Identification. The listed ethnonyms are generalized names given the Ka'wiari by Whites. Although there is no translation for it in their own language, "Ka'wiari" is the name by which they refer to themselves. In the language of their Taiwano neighbors, however, a possibly pejorative translation designates them "children of the crab." Apart from using the generic "our people" ("Ichumari"), the Ka'wiari use the ritual name "people of the anaconda A'sha," stemming from the belief that they are descendants of the water snake. The social identifiction of an individual is established by the adscription of mythical descent from a clan, the name of which is used as an eponym. The toponym of the clan ancestor's place of origin could also be used to designate a social group sharing this filiation.
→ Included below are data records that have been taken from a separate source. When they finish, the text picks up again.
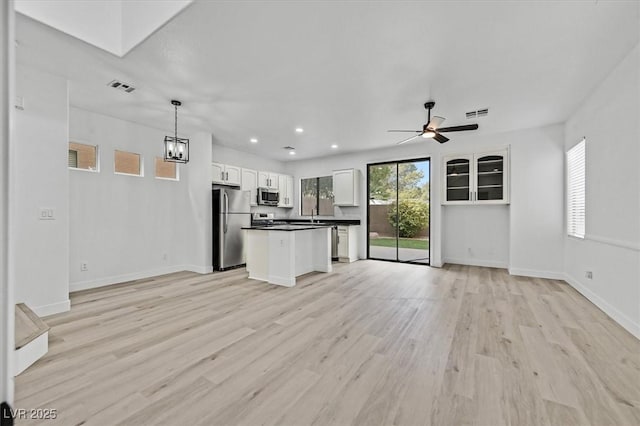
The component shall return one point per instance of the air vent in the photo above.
(479, 113)
(116, 84)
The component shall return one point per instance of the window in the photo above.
(166, 169)
(576, 190)
(127, 163)
(82, 156)
(317, 196)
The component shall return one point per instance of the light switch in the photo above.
(47, 213)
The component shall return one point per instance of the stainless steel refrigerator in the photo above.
(231, 212)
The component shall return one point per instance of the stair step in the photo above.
(29, 326)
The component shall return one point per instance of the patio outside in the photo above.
(399, 211)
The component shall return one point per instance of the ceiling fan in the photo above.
(432, 129)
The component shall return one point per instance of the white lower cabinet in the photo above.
(348, 243)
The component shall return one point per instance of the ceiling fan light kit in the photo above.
(432, 129)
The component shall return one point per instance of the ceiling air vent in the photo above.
(479, 113)
(116, 84)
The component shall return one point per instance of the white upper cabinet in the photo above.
(250, 183)
(285, 189)
(346, 187)
(268, 180)
(234, 175)
(479, 178)
(217, 173)
(224, 174)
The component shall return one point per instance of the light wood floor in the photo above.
(371, 343)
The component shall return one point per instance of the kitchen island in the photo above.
(280, 253)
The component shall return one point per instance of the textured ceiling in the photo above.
(347, 71)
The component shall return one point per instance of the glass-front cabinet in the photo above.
(479, 178)
(458, 178)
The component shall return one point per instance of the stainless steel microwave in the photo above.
(268, 197)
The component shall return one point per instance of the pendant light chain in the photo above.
(176, 149)
(176, 121)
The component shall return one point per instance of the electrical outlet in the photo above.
(46, 213)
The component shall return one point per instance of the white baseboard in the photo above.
(537, 274)
(626, 322)
(53, 308)
(116, 279)
(475, 262)
(30, 353)
(198, 269)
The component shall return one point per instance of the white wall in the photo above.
(141, 18)
(476, 235)
(480, 235)
(199, 242)
(226, 155)
(129, 227)
(41, 247)
(98, 22)
(609, 119)
(7, 302)
(537, 194)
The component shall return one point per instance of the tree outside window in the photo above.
(317, 196)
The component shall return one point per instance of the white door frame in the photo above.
(7, 304)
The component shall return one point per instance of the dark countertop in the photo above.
(323, 221)
(287, 228)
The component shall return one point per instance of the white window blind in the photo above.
(576, 190)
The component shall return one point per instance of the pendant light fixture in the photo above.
(176, 149)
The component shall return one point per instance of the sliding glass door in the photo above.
(398, 211)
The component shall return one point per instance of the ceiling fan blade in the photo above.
(459, 128)
(408, 139)
(435, 122)
(440, 138)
Every individual has a ritual name and a nickname. Ritual names are inherited every fourth generation and are secret.
Location. In the region of the Colombian Vaupés, the Ka'wiari live along the Río Cananari (an affluent of the Río Apaporis), as well as near its mouth—that is, at approximately 1o N and 71° W. There are also some members of the group scattered along the Río Miriti-Paraná, a tributary of the Rio Caqueta, in the territory of the Yucuna. According to the Köppen system, this area has an Af climate. It is characterized by humid tropical forest with abundant rainfall (350 centimeters annually) and a relatively high temperature (26° C). Rains decrease somewhat in the dry seasons from December to February and from July to August.
Demography. In 1976 the Ka'wiari population was estimated to be approximately 100 individuals, exclusive of the small segments on the Miriti-Paraná, who moved there in former times.
Linguistic Affiliation. The Ka'wiari speak a language of Arawakan affiliation, that is, a variety of Eastern Proto-Newiki (Waltz and Wheeler 1972). In contrast to various neighboring groups that are multilingual, the Ka'wiari speak only their own language.